福山亮さんは、東海大相模高校(神奈川)の主将として2010年夏の甲子園で準優勝。駒澤大学でも主将として2014年の明治神宮大会で13年ぶりの優勝に貢献した。東芝では10年間で都市対抗に8回、日本選手権に8回出場している。
2024年秋の日本選手権を最後に野球部を勇退。現在は東芝で社業に就きながら、社会人クラブチーム「CLUB REBASE」で野球を続けている。名門でチームに欠かせない存在であり続けた福山さんが、野球人生で学んだこととは。(佐伯 要:ライター)
身近な関係こそ心を伝えるべき
「監督は、本気で甲子園に行きたいと思っておられますか? 僕は本気で監督を甲子園に連れていきたいんですよ!」
東海大相模高校の3年生の時のこと。私は門馬敬治監督(当時、現在は創志学園高校監督)にこう叫んで、自分の気持ちをぶつけました。
チームは春の選抜に出場しましたが初戦で敗退。そこから夏の大会に向けて、なかなか状態が上がりませんでした。
迎えた5月末の日曜日。自校のグラウンドで行われた練習試合で、サヨナラ負けしました。その試合後、門馬監督が「これから練習するぞ」と仰いました。
私たちは「時間的に今日はこれで終わりだろう」と思っていたので、「え?」という表情をしてしまいました。すると、門馬監督は「そんな気持ちだったら、練習しても意味がない」と、監督室に引き上げてしまったのです。
主将だった私は、副将といっしょに監督室へ行き、「グラウンドへ来てください」とお願いしました。「いや、行かない」「お願いします」というやりとりが何度か続きました。

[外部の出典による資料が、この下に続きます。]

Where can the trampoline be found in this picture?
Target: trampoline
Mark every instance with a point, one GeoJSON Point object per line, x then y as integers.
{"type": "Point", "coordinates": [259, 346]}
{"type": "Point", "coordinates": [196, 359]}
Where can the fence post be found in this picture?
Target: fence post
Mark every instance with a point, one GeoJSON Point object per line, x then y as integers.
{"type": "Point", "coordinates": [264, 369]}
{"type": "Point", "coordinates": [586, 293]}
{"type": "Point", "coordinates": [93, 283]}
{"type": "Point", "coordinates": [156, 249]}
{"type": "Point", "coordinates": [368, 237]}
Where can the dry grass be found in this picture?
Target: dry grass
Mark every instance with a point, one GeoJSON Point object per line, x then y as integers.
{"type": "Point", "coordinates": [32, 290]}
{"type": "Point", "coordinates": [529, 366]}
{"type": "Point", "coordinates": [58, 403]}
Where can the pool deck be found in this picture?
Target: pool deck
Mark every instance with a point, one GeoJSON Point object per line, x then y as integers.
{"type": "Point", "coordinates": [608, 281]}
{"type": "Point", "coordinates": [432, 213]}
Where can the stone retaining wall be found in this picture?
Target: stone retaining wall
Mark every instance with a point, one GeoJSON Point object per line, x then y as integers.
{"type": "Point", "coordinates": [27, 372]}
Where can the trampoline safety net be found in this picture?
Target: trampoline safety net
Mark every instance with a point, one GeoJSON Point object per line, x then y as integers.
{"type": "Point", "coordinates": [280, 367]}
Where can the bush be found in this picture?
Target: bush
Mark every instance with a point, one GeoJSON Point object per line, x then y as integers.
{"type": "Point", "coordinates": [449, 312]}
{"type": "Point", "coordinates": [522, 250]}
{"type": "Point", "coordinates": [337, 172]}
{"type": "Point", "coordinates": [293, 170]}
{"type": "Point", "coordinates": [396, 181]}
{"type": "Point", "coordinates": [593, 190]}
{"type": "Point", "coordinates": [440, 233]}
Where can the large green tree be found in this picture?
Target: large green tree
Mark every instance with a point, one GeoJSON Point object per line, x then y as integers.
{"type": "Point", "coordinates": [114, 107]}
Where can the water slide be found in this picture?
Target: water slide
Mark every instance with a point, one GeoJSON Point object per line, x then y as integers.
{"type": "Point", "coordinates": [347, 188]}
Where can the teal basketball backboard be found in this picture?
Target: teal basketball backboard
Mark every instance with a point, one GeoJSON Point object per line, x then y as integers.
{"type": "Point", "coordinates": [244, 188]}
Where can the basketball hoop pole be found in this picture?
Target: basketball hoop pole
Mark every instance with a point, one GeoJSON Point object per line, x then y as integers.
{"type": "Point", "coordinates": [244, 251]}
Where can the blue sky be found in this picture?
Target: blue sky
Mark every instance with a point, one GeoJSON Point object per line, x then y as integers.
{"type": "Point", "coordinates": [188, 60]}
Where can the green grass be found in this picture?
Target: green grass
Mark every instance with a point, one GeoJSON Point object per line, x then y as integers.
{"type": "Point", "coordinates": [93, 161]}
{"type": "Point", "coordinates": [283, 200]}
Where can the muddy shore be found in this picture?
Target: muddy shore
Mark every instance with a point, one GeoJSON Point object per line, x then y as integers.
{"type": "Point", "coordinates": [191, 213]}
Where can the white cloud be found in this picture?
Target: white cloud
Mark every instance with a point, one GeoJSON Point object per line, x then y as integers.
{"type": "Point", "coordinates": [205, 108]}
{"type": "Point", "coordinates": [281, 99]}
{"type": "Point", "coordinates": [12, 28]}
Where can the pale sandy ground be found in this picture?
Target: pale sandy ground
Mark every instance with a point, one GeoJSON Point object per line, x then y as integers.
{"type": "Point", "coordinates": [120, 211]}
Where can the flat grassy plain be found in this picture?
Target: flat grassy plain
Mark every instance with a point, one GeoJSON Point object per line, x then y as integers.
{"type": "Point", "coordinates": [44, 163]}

その末に、門馬監督は「わかった。行く」と仰った。でも、私は「しかたない」というニュアンスを感じたので、監督に詰め寄りました。
「しかたなくなら、来ていただかなくていいです」
その後に続けたのが、冒頭の言葉です。感情をむき出しにした私に対して、門馬監督も声を張り上げて答えてくださいました。
「本気で行きたいに決まってるだろ!」
それから監督と一緒にグラウンドに戻ると、みんなで集合して「本気で甲子園に行くしかない」と話しました。